We have to buy our rocks and haul them in.


----------



## YuccaFlatsRanch (May 3, 2004)

"In some places here we use an electric bocsh jackhammer."

A jackhammer is much the same as the rotary hammer drill, just bigger yet. I drill the holes because I want a hole of a certain diameter (1 1/2 inches) by a certain depth (about 14 inches) to hold the T-post securely. Buying the drill on Ebay cost me $200.00 and the bit was about $60.00 with shipping. I already have a friend who will buy them from me when I am done with my holes. Therefore my net cost is zero.


----------



## Joy in Eastern WA (May 10, 2002)

Just bought one of these....
http://www.belltec.net/post_hole.html
We have acres of solid rock and broken bassalt, so, in order to get a good fence up, we decided to take the plunge and invest in one. Those hammer drills would do me in well before I even got started!


----------



## YuccaFlatsRanch (May 3, 2004)

Great machine but pricey!!!!! For my corners it was much easier to hire a guy with a bobcat and a rock cutting auger. 50 fence post holes cost me $130.00.


----------



## Rae Jean (Sep 23, 2007)

I've done that before and I'm doing it now. It makes a great workout.


----------



## busybee870 (Mar 2, 2006)

i dont believe anything you said about that new drill, bring it over here and show me. if you can drill about 24 holes in my bedrock without any trouble ill believe you!!


----------



## WindowOrMirror (Jan 10, 2005)

How much for that fancy thing Joy?


----------



## Joy in Eastern WA (May 10, 2002)

WindowOrMirror said:


> How much for that fancy thing Joy?


Too much!  But, with having to dig at least 500-700 holes on this ground and a high percentage of them in rock, it was much cheaper to purchase this machine for $6k than pay someone $50 bucks a hole.
Maybe we can even get a little bit of our cost back by drilling some holes for our neighbors!


----------



## texican (Oct 4, 2003)

Yucca...

Are your rocks getting out?  I had a 'discussion' with a rich neighbor a few years back... he wanted me to help pay for half of a useless fence... I told him my pine trees very rarely wandered off... and if any did, I'd be glad to pay for whatever damages they might cause... So I was justa wonderin, if the ground is so hard you have to drill holes for your tposts, what you were fencing in, or fencing out...

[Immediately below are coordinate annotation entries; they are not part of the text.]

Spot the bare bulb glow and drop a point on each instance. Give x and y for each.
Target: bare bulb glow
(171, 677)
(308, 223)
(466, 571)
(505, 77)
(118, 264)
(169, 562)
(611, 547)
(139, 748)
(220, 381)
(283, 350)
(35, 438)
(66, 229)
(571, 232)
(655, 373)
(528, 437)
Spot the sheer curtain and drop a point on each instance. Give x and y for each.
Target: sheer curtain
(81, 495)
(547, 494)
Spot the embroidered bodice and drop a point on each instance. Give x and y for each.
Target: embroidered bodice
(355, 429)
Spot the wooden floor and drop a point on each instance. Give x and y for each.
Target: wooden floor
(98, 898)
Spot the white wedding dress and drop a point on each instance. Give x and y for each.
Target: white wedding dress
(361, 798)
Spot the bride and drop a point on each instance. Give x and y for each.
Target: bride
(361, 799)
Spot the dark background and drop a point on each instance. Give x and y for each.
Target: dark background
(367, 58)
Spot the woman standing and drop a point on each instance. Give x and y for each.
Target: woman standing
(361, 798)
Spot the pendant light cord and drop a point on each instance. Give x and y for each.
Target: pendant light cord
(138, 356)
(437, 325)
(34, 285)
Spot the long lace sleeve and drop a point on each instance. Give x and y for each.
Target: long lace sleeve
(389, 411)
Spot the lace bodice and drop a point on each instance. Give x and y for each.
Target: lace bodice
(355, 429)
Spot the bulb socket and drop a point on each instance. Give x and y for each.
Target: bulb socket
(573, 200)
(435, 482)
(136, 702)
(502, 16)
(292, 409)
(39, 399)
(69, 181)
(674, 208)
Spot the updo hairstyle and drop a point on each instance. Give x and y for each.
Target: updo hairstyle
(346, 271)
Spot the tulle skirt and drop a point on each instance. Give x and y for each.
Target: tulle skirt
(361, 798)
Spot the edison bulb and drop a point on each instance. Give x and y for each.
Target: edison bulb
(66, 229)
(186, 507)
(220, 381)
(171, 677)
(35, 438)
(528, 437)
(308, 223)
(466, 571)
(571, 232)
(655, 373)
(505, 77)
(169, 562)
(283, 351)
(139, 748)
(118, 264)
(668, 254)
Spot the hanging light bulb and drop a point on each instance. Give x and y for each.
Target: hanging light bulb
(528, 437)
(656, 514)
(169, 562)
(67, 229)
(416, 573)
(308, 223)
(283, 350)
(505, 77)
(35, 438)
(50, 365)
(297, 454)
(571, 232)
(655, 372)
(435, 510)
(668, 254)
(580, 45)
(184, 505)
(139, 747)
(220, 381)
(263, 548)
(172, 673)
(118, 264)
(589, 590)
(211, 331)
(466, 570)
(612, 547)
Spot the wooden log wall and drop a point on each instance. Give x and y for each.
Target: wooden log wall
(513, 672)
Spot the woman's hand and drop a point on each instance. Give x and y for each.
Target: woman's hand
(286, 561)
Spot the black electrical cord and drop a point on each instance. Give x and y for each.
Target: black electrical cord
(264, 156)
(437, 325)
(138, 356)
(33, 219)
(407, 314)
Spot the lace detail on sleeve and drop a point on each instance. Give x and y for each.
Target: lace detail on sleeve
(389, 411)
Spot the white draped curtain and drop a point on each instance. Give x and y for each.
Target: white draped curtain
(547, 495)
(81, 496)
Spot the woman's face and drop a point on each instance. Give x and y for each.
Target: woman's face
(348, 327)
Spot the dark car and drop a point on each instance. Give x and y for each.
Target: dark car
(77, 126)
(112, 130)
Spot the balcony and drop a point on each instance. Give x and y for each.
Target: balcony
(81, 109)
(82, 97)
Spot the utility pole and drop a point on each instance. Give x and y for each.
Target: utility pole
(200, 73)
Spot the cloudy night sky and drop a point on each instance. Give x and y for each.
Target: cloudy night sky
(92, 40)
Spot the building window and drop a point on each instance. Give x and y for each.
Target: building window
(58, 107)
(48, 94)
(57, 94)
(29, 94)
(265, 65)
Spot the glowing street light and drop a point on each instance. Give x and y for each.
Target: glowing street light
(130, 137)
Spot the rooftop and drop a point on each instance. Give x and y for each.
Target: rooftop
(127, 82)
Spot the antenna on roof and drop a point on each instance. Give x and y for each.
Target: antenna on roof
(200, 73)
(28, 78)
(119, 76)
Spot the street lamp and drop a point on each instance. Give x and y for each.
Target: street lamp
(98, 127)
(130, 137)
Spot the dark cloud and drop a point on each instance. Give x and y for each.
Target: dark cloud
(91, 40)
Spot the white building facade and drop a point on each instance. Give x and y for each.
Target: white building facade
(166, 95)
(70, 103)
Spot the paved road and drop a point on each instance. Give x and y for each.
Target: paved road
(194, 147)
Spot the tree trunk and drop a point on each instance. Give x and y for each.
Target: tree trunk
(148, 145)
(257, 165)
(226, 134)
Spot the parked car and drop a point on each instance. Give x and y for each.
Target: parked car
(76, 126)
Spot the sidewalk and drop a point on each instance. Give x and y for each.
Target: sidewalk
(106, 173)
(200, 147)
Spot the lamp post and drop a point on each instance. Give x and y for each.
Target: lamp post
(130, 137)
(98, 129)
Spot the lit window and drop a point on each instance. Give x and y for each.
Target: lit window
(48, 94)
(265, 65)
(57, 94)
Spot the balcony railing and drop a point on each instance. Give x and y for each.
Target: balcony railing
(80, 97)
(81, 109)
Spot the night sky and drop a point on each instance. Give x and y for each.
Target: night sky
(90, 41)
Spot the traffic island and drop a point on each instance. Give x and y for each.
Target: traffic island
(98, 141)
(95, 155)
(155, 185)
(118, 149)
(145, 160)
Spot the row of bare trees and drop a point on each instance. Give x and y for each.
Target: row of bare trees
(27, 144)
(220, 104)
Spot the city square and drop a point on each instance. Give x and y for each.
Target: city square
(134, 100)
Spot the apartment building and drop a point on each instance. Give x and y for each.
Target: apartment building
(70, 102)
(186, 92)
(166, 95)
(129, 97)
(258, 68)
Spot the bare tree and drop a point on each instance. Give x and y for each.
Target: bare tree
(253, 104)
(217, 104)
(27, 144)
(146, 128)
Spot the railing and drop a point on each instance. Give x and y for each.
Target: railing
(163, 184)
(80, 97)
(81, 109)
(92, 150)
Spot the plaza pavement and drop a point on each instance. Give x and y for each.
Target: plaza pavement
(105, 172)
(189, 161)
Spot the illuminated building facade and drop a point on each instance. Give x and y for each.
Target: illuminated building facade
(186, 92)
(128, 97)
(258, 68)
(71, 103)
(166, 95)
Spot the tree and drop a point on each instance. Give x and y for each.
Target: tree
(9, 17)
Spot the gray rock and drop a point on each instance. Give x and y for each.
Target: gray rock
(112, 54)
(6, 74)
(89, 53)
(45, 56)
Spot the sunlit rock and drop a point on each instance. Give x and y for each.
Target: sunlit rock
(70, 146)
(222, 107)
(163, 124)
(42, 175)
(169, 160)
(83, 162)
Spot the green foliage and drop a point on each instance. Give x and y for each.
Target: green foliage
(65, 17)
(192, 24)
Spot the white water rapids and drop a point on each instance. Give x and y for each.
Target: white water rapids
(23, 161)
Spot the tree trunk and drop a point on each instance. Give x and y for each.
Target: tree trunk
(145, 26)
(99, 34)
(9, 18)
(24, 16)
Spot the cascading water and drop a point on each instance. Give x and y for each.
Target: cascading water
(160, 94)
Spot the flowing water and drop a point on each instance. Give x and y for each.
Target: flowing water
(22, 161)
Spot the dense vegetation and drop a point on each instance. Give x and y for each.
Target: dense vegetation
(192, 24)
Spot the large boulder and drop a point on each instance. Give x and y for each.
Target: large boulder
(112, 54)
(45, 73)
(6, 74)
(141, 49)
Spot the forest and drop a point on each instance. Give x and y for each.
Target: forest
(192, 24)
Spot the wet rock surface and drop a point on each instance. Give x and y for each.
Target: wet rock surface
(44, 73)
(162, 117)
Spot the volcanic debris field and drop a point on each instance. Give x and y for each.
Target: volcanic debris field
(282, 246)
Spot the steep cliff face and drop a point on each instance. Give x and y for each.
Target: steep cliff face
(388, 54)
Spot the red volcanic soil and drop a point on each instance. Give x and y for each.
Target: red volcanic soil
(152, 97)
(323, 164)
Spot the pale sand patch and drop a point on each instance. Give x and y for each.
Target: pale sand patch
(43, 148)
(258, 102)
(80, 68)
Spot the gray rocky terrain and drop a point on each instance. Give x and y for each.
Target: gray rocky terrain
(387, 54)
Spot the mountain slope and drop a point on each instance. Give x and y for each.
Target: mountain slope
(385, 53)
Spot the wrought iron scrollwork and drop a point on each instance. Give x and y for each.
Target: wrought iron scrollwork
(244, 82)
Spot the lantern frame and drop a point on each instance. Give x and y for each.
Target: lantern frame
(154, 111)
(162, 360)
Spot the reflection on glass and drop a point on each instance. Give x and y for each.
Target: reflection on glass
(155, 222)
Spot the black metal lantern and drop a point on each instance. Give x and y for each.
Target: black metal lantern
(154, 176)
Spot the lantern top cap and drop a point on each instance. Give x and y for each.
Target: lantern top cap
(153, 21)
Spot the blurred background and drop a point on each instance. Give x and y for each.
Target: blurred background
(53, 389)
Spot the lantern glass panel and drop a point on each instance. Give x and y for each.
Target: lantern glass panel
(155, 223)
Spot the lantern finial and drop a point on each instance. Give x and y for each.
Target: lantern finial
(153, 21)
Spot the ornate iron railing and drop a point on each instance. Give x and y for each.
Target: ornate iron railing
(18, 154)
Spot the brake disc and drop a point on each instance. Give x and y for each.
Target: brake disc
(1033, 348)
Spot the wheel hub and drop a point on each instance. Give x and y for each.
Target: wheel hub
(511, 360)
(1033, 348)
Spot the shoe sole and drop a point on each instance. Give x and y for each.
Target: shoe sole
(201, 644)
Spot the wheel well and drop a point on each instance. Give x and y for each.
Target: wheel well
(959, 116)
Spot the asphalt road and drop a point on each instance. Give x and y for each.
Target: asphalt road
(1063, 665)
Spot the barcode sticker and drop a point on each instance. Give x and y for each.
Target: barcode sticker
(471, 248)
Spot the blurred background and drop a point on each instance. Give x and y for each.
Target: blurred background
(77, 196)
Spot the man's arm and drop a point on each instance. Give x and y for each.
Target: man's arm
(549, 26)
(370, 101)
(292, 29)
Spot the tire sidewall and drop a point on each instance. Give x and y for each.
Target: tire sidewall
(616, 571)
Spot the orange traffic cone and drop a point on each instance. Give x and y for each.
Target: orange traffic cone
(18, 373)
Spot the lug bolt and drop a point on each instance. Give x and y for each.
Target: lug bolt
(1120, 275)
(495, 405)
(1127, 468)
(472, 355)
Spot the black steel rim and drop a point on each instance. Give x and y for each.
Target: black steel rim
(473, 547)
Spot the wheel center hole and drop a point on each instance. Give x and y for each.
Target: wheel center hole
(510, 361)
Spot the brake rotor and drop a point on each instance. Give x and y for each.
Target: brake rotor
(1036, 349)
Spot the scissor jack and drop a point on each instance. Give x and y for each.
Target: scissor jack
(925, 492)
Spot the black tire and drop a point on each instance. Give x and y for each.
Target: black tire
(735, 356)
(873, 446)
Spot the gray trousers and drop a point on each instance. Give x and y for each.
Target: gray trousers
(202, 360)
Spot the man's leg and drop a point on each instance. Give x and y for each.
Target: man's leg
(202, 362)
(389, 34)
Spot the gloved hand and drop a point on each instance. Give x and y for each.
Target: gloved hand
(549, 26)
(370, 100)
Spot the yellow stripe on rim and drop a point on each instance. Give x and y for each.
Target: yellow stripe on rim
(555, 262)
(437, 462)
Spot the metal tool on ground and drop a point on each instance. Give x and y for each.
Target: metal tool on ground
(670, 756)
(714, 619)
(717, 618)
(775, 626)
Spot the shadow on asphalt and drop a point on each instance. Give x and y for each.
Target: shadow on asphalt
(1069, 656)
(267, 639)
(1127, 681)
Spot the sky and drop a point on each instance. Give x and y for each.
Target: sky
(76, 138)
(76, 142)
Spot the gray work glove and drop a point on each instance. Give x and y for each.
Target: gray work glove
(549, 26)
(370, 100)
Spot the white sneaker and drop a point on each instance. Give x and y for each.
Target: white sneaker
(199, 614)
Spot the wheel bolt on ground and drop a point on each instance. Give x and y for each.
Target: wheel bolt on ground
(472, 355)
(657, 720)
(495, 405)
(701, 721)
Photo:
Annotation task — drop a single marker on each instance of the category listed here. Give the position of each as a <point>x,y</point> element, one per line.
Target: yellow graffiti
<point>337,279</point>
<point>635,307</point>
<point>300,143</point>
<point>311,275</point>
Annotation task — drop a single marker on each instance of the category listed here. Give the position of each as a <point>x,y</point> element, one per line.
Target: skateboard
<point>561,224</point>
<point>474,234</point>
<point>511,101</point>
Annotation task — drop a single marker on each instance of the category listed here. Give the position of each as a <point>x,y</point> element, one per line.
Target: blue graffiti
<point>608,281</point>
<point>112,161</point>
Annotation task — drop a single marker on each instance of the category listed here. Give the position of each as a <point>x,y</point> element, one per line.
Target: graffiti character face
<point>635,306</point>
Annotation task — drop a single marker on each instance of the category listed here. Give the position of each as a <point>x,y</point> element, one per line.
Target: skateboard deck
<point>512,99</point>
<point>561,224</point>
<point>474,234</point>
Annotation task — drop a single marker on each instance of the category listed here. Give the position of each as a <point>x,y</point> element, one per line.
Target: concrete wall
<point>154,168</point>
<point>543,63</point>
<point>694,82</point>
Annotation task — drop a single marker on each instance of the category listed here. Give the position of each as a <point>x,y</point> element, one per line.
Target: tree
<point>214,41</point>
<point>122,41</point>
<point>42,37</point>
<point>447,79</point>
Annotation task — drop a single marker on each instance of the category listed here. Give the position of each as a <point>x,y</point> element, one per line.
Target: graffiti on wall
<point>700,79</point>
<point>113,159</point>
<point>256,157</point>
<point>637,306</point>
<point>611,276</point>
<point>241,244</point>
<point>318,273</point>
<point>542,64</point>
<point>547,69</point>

If your ground is that hard, I take it your fencing for goats?


----------



## fordy (Sep 13, 2003)

................Even the Bel Tec augars won't dig in very hard rock as well as some might think . I've watched them dig down a few inches and then just quit digging because the cutting teeth needed to be sharpened . I suppose the electric hammer drills might be somewhat effective but for real hole drilling authority there is only one machine .....i.e. the rotary Air Hammer drill and an aircompressor to power it . We knocked the face plates off the Tposts and used the 1.5 inch bit . It takes Big Gonadista's too run one of these air powered rotary hammer drills and most folks under 250 pounds have a hard time keeping the drill in the correct spot . lol , fordy


----------



## Shinsan (Jul 11, 2006)

uncle Will in In. said:


> With such tough places to dig the holes, it would be easier to just buy the holes at the farm store.


Army surplus stores are great too; buy a large bomb crater that can be sliced up in to several smaller holes. Left-over pieces can be minced finely into tiny holes that can be glued together with rubber compound to make irrigation hoses.


----------



## YuccaFlatsRanch (May 3, 2004)

"So I was justa wonderin, if the ground is so hard you have to drill holes for your tposts, what you were fencing in, or fencing out..."

Sheep and goats and an occasional steer. Fencing out predators and deer.

"i.e. the rotary Air Hammer drill and an aircompressor to power it . We knocked the face plates off the Tposts and used the 1.5 inch bit . It takes Big Gonadista's too run one of these air powered rotary hammer drills and most folks under 250 pounds have a hard time keeping the drill in the correct spot . lol , fordy"

The electric rotary hammer drill is a smaller cousin to the big rotary. I have limestone and hard caliche which don't require heavy construction equipment, yet do require the holes drilled. If I don't drill the holes then the rocks determine where my posts go. This way I GET TO DECIDE where they go. Otherwise, we do it the same as you posted.


----------



## WindowOrMirror (Jan 10, 2005)

I wonder how the Bel Tec would do in the following two circumstances?

1: Dirt and field stone
9"-12" auger in dirt with field stone ranging in size from 2" to 14" regularly getting hit.

2: Solid Blue slate
We're at the edge of an old morraine and occasionally have to dig through solid slate (ouch)


----------



## fordy (Sep 13, 2003)

WindowOrMirror said:


> I wonder how the Bel Tec would do in the following two circumstances?
> 
> 1: Dirt and field stone
> 9"-12" auger in dirt with field stone ranging in size from 2" to 14" regularly getting hit.
> ...


...............Bel-Tec will work very well where the subsurface rock is fractured , as the auger will leverage one piece against another and simply fracture them into smaller pieces and maybe even auger them out of the hole . OTOH , if drilling in a basically unfractured layer of something very hard I'm afraid that the hardened cutting tips will shortly become dull and need REsurfacing and sharpening .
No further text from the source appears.